Vingt ans après les premières alertes sanitaires liées à la pollution des fonds marins, l’État a lancé à Marseille un chantier XXL de dépollution dans le parc national des Calanques. Objectif : retirer ou neutraliser des milliers de tonnes de sédiments contaminés par des métaux lourds issus d’anciennes activités industrielles. Un projet d’envergure, mais qui soulève autant d’espoirs que de doutes sur sa faisabilité réelle.
Un héritage industriel lourd à traiter
Pendant plus d’un siècle, les industries chimiques installées autour de Marseille et de Cassis ont rejeté leurs déchets directement dans la mer. Résultat : une contamination durable des fonds, notamment autour de la calanque de Cortiou, point de rejet historique des effluents urbains et industriels.
Les analyses réalisées ces dernières années montrent des concentrations élevées de mercure, d’arsenic et de plomb dans les sédiments. Ces polluants persistent, s’accumulent dans la faune marine et menacent durablement les écosystèmes côtiers. La dépollution lancée en 2025 prévoit plusieurs étapes : confinement des zones les plus touchées, dragage ciblé des sédiments et suivi écologique renforcé sur une décennie.
Mais sur le terrain, la tâche s’annonce complexe. Les zones concernées sont vastes, difficiles d’accès et proches d’espaces naturels protégés. Les associations locales redoutent que le chantier ne provoque des remises en suspension de polluants, aggravant temporairement la contamination.
Un chantier test pour la dépollution marine en France
Ce projet constitue une première à l’échelle nationale. Jamais la France n’avait engagé une opération de dépollution marine d’une telle ampleur. Il mobilise près de 80 millions d’euros, financés par l’État, les collectivités locales et l’Union européenne.
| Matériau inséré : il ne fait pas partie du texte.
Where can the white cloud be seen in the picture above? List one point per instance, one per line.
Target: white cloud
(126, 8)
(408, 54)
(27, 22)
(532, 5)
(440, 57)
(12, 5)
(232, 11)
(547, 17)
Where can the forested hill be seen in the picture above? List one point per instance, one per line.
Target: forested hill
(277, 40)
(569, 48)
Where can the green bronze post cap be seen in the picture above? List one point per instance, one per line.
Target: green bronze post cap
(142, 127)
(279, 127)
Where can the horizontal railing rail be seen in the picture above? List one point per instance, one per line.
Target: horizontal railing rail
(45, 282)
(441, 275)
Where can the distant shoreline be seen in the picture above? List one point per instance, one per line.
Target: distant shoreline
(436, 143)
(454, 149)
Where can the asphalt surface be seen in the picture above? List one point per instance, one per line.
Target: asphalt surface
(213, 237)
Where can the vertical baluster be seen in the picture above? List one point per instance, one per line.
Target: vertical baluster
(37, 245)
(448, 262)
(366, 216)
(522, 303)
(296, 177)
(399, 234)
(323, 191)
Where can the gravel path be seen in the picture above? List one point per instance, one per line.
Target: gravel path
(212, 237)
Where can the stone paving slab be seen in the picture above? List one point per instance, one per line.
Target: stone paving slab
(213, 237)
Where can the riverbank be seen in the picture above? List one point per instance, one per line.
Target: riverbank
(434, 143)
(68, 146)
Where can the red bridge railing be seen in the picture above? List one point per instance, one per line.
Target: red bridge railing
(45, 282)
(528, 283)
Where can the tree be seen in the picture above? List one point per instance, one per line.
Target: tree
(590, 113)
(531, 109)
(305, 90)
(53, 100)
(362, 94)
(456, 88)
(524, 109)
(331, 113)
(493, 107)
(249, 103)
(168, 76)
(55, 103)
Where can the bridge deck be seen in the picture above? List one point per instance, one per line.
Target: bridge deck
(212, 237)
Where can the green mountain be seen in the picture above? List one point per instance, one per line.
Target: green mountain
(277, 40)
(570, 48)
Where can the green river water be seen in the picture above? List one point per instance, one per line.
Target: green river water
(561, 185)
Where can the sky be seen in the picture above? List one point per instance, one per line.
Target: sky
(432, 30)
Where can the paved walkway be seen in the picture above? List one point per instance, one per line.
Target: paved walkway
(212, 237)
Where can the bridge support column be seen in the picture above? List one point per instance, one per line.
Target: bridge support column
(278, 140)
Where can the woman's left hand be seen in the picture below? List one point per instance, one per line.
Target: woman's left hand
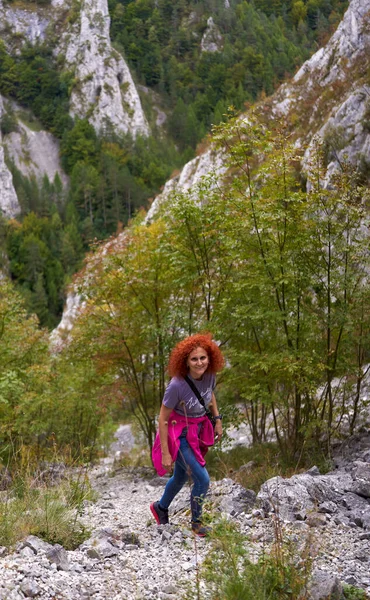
(218, 430)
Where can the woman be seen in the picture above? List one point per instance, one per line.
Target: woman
(185, 431)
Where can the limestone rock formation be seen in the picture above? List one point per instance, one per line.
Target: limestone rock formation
(8, 198)
(212, 38)
(17, 23)
(35, 153)
(328, 98)
(104, 91)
Des technologies innovantes seront expérimentées, notamment des barrières sédimentaires et des procédés de traitement in situ inspirés de techniques scandinaves.
Les scientifiques rappellent toutefois que la dépollution totale est illusoire : il s’agit davantage de réduire les risques environnementaux que d’effacer toute trace de pollution. La clé sera la surveillance continue des fonds marins et l’adaptation des techniques au fil du temps.
Au-delà du cas marseillais, le chantier des Calanques pourrait devenir un prototype national pour d’autres sites littoraux pollués, comme ceux de l’estuaire de la Seine ou du golfe de Fos. S’il réussit, il prouvera qu’une gestion active de la pollution marine est possible. Mais il rappellera aussi à quel point les passifs industriels continuent, des décennies plus tard, à peser sur les milieux naturels.